À la recherche des pâtisseries perdues
Martine B.
En ce début d’année m’est venue l’idée d’écrire un texte inspiré à la fois d’un poème de Rutebeuf (que j’aime écouter chanté par Léo Ferré) et la contemplation des vitrines de pâtisseries de luxe de Chamonix.
Ce n’est pas vraiment un poème comme ceux, superbes, que je lis dans notre blog, mais tout simplement une chansonnette comme celles que je composais dans les années 80 en grattant ma guitare faites de malices et d’auto dérision.
Les nouvelles pâtisseries haut de gamme alignées en vitrine de la station de ski, nettes et sans bavures, froides, géométriques, n’éveillent en moi aucune sensation, aucun souvenir, aucun désir, elles n’ont pas d’âme.
Nostalgique de l’absence et la saveur des mes pâtisseries introuvables, j’ai pensé au célèbre texte de Marcel Proust (aujourd’hui bien galvaudé) concernant « ces gâteaux courts et dodus appelésPetites Madeleinesqui semblaient avoir été moulées dans la valve rainurée d’une coquille Saint-Jacques » qui, prises à l’heure du thé, furent suivies « d’un plaisir délicieux isolé sans la notion de sa cause. » qui avait rempli Marcel Proust « de la même façon qu’opère l’amour d’une essence précieuse », et dégagé une « puissante joie » liée au goût du thé et du gâteau, mais les dépassait infiniment ? Après une profonde recherche sur les circonstances et l’époque où cette saveur est apparue, il écrit : « Et tout d’un coup le souvenir m’est apparu.
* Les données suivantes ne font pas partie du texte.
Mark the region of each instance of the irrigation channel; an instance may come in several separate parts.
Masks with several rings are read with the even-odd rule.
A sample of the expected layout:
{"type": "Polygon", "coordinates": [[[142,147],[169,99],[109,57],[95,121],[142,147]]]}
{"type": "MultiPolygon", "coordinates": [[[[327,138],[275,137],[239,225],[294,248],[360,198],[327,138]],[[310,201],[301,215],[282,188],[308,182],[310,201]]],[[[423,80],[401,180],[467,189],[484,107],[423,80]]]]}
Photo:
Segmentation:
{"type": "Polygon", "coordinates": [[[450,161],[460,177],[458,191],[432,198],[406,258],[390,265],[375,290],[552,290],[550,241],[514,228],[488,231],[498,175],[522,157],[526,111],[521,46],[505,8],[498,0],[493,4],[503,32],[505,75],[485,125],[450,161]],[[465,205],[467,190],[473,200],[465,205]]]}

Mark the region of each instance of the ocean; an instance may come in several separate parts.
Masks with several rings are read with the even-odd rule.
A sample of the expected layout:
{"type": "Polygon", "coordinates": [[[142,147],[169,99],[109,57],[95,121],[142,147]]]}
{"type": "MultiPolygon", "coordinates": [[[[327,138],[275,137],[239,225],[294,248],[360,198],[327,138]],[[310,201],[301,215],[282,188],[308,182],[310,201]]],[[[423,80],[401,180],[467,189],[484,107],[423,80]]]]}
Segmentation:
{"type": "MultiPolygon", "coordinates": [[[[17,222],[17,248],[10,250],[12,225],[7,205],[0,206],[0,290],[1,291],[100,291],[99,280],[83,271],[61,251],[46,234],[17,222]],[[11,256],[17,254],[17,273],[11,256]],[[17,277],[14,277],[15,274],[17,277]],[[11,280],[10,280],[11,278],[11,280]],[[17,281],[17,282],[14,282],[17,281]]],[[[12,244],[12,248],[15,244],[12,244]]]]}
Ce goût, c’était celui du petit morceau de madeleine que le dimanche matin à Combray (parce que ce jour-là je ne sortais pas avant l’heure de la messe), quand j’allais lui dire bonjour dans sa chambre, ma tante Léonie m’offrait après l’avoir trempé dans son infusion de thé ou de tilleul. La vue de la petite madeleine ne m’avait rien rappelé avant que je n’y eusse goûté ; peut-être parce que, en ayant souvent aperçu depuis, sans en manger, sur les tablettes des pâtissiers, leur image avait quitté ces jours de Combray pour se lier à d’autres, plus récents ; peut-être parce que, de ces souvenirs abandonnés depuis si longtemps hors de la mémoire, rien ne survivait, tout s’était désagrégé ; les formes – et celle aussi du petit coquillage de pâtisserie, si grassement sensuel sous son plissage sévère et dévot – s’étaient abolies, ou, ensommeillées, avaient perdu la force d’expansion qui leur eût permis de rejoindre la conscience. Mais, quand d’un passé ancien rien ne subsiste, après la mort des autres, après la destruction des choses, seules, plus frêles, mais plus vivaces, plus immatérielles, plus persistantes, plus fidèles, l’odeur et la saveur restent encore longtemps, comme des âmes, à se rappeler, à attendre, à espérer, sur la ruine de tout le reste, à porter sans fléchir, sur leur gouttelette presque impalpable, l’édifice immense du souvenir.
À la recherche des pâtisseries perdues
Que sont mes pâtisseries devenues
Qui aujourd’hui ont disparu
Sans crier gare
Beaucoup ont été oubliées
Des chefs les ont “revisitées”
Il faut les voir
Tout juste bonnes à photographier
J’ai pas envie de déguster
De l’art pour l’art
Où sont les Mille feuilles poudrés
de crème pâtissière perlés
Et si fragiles
Les Polonaises meringuées
Moelleuses, fières et parfumées
Toutes envolées
Les puddings chocolat marbrés
Qu’après piscine je dévorais
Dans de gaîté
Les babas de rhum imbibés
Pour les fêtes bien arrosés
Vous me manquez
Que sont souvenirs devenus
de mes pâtisseries disparues
Dont on se moque
De nouvelles modes les ont chassés
Moi je ne veux rien oublier
J’ai trop aimé…
Je vous souhaite à tous une belle année de partage, année gourmande, curieuse, inventive, chaleureuse où j’espère (comme Catherine Berling) à l’occasion de nos rencontres APA pouvoir découvrir vos visages et entendre vos voix.